The result of all PHE's fiendish torturing of its dubious data and its statistical jiggery-pokery is pure scientific pandemonium. These vague guesses on 'selected' groups of kids are manipulated, corrected, weighted and contrived in even more complex and impressively impenetrable analyses.

They produce amazingly detailed but statistically meaningless results that are then described in pure raving gobbledegook. (See Box below)


“An a priori interaction between deprivation quintiles and fluoridation status was tested, followed by an exploratory analysis with deprivation coded as binary, most deprived quintile compared to the combined four least deprived quintiles. A formal test for interaction was then carried out using a likelihood ratio test between models with and without inclusion of an interaction term between fluoridation status and the binary deprivation variable – the null hypothesis being no evidence of interaction.” (p1)

I trust you followed that? But if the number of children whose teeth were examined for decay in many Local Authority areas were too small to draw reliable conclusions, its even less believable that quintiles - one fifth - of the generally relatively small proportions of 'deprived children' living in those same areas can possible tell us anything at all about even their basic dental health, let alone the effect of a so-called 'treatment' - fluoridation - that is in fact completely ineffective anyway!

All that impenetrable language describing the statistics in the Box? Pure hogwash, designed to confuse Councillors. If that's 'plain English' then it's not the stuff that I learned at school.

But even worse, this pseudo-analysis garbage is then republished in scientific Journals. This lends a spurious air of authority to the propaganda. Don't be fooled - PHE employs professional statisticians, it knows exactly what it's doing. Publishing such junk 'science' can't be excused by arguing that the results are what their favourite computerised statistical package came up with - remember the old programmer's warning, 'Garbage in - garbage out!'.
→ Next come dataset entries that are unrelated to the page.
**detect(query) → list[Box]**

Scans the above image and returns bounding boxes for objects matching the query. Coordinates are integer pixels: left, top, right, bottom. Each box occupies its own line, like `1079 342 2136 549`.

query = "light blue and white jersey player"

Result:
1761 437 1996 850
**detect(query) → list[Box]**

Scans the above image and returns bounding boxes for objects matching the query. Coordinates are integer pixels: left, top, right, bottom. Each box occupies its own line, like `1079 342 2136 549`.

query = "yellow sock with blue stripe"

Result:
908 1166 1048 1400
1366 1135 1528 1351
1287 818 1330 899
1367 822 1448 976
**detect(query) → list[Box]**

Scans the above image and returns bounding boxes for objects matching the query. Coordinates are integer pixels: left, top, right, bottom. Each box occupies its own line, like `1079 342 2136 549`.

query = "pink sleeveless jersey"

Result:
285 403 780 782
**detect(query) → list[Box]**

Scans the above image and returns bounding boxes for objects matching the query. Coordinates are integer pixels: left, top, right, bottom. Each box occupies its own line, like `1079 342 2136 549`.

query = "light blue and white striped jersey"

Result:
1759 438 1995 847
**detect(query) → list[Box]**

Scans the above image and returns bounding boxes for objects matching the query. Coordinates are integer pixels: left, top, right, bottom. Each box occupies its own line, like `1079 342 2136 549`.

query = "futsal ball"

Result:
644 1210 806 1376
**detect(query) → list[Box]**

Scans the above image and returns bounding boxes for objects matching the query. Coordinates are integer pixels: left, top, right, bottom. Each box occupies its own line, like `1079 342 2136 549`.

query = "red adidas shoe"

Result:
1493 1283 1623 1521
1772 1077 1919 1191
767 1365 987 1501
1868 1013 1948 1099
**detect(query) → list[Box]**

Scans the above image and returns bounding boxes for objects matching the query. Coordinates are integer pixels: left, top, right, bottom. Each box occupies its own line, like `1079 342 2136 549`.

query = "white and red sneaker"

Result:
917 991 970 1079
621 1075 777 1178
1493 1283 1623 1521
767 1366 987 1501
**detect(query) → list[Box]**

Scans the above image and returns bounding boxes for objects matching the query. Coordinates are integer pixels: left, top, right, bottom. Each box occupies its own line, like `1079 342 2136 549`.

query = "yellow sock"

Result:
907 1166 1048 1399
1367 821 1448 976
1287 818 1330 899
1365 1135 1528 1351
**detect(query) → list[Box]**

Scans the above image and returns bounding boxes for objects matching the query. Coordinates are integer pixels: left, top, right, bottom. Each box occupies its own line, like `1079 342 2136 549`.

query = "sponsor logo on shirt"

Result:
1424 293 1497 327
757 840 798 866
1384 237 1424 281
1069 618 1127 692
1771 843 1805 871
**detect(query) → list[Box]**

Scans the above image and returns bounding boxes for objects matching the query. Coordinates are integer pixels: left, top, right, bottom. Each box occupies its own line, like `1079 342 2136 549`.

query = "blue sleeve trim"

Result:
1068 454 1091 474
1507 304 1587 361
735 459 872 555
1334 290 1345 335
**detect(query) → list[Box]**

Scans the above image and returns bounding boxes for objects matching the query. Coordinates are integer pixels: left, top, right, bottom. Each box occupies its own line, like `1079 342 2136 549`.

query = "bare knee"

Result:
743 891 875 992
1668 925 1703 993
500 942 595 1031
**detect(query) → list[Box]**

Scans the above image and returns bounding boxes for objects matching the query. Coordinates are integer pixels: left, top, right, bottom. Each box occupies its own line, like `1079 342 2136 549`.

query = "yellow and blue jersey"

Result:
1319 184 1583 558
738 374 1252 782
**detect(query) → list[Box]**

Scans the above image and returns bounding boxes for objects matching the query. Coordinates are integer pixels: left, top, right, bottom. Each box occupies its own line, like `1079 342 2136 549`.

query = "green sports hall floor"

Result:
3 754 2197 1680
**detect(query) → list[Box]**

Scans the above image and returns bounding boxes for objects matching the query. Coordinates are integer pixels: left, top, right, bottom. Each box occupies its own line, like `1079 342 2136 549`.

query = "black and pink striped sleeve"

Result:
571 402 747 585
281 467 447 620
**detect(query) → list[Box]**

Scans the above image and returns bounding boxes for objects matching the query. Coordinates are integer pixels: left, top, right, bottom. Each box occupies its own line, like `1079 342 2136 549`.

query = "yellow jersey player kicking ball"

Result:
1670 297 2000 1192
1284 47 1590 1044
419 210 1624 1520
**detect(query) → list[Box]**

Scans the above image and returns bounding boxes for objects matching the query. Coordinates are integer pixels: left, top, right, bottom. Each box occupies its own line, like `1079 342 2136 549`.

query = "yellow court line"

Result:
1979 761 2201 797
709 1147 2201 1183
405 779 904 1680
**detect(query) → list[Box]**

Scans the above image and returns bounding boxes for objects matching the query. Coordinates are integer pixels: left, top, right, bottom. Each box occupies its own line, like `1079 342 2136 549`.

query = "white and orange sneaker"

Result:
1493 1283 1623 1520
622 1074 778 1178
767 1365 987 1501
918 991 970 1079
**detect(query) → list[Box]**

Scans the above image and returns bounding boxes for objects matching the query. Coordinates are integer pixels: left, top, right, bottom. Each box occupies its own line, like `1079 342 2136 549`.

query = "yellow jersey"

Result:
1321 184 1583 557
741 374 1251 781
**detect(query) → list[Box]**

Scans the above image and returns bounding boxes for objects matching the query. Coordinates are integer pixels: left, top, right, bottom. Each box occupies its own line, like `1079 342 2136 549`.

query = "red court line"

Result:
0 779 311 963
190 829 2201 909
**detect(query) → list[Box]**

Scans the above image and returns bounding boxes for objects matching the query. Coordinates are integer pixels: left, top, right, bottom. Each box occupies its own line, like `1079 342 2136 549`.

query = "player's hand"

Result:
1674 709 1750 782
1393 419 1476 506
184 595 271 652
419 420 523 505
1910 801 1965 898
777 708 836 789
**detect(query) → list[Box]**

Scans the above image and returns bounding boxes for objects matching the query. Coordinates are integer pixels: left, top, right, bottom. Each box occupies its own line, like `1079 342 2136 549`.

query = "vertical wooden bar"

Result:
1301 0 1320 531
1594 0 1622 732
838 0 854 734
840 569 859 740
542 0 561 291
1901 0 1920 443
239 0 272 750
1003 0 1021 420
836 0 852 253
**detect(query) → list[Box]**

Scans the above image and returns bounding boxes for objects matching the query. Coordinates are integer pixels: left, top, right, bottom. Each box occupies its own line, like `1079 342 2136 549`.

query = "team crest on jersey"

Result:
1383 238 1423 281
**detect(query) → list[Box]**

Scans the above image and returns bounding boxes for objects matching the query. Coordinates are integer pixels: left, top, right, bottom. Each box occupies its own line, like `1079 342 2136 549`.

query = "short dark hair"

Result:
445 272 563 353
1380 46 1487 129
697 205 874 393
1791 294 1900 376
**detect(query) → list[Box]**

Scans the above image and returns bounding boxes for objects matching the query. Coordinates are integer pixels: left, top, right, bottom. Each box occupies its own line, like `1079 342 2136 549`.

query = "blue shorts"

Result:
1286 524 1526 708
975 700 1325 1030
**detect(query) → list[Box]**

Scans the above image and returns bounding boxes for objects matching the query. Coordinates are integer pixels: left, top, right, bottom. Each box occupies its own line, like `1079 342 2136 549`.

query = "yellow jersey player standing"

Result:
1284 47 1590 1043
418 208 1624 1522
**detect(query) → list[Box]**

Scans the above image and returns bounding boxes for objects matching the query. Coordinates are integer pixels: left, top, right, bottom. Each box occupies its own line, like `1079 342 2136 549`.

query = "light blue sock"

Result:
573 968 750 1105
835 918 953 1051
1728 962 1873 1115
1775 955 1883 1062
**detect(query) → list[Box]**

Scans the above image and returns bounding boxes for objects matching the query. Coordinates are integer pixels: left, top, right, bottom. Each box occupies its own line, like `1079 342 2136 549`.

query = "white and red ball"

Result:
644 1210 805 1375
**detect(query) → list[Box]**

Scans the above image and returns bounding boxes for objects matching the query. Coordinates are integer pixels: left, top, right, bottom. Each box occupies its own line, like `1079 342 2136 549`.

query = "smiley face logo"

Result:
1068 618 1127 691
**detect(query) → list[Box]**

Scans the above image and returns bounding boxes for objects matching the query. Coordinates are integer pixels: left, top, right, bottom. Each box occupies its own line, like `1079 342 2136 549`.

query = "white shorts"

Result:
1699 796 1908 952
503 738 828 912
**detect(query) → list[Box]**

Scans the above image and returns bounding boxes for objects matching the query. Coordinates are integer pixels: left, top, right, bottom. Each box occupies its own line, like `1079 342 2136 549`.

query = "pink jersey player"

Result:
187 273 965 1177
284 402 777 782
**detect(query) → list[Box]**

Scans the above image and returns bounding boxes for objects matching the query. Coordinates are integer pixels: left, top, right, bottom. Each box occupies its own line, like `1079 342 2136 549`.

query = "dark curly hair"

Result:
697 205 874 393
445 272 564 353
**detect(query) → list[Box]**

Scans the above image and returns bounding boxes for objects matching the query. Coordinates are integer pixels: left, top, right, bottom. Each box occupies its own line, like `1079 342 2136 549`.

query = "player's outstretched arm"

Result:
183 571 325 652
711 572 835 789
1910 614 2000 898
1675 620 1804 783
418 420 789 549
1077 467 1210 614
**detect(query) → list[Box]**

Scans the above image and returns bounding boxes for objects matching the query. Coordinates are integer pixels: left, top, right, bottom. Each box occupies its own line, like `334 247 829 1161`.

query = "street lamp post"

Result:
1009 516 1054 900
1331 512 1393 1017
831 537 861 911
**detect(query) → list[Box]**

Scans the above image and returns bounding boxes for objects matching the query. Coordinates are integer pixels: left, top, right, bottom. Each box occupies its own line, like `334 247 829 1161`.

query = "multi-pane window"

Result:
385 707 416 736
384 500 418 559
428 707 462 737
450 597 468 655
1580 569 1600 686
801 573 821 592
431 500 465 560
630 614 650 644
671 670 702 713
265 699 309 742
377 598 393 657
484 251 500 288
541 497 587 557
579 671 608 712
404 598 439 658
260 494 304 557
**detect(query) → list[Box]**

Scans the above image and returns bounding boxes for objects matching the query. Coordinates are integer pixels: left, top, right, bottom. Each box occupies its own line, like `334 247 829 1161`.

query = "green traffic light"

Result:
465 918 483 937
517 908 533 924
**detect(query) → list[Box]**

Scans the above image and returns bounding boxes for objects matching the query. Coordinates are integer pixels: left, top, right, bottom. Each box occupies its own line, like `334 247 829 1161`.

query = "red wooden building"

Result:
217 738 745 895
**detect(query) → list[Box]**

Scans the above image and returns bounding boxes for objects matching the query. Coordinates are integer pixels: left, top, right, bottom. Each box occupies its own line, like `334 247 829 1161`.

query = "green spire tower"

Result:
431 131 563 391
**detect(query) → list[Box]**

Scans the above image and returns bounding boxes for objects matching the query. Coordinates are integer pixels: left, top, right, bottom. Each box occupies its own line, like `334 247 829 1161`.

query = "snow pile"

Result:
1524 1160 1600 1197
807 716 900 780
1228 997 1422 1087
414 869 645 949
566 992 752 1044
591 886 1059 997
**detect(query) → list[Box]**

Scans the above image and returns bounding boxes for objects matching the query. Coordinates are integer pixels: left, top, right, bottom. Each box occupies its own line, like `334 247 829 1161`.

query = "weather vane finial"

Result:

PHE is perfectly well aware that virtually all scientists on both sides of the fluoridation fence don't bother to take such intimidating stuff apart to see if the increasingly wild numbers produced by these button-pushers really do stand up to scrutiny. I have, and it's frightening to see just how corrupt this wretched organisation really is.

It's pretty simple really. If the basic data on which public health policy relies is inadequate, then it's professional misconduct to try to pretend that it is actually sound, and then to carry out weird and wonderful pseudo-analysis to try to prove your policy is 'evidence-based'.

To put it bluntly, its scientific fraud, and anyone who uses this tactic to try to force

a discredited and actually harmful belief on the public is too damned dangerous to be allowed to remain in office.

The 'smoking gun' behind deprived kids' rotting teeth.

If you're still persuaded that PHE must know what its busy little propagandists are talking about, here's a couple of interesting items that you may have missed. Let's take a closer look at this 'deprivation' issue.

First, smoking is much more common amongst people living in these so-called 'deprived' communities. It's partly down to personality and psychological attitude - “Everyone else does, so I may as well!” - and partly down to a rather weird ''neighbourhood effect' associated with poorer housing and other physical influences of these run-down districts.


But then, on top of that, if there is a smoker in the house and babies are exposed to passive smoke from between birth and three months of age, they're likely to have twice as much dental decay later as kids brought up in a smoke-free home.

That's right - just breathing the fumes as a baby doubles your risk of bad teeth - and the poor smoke more than the rich.

Put these two snippets together and this is quite enough to provide a credible alternative explanation - a confounding factor - for the very real increase in dental decay in kids from deprived communities.

But that decay isn't down to their being 'deprived' - it's a far more complex sociological problem, that has nothing to do with whether or not there's any fluoride in their drinking water. Only an idiot or an obsessive would claim that dribbling this toxic substance into the public water supply could possibly stop poor parents smoking at home!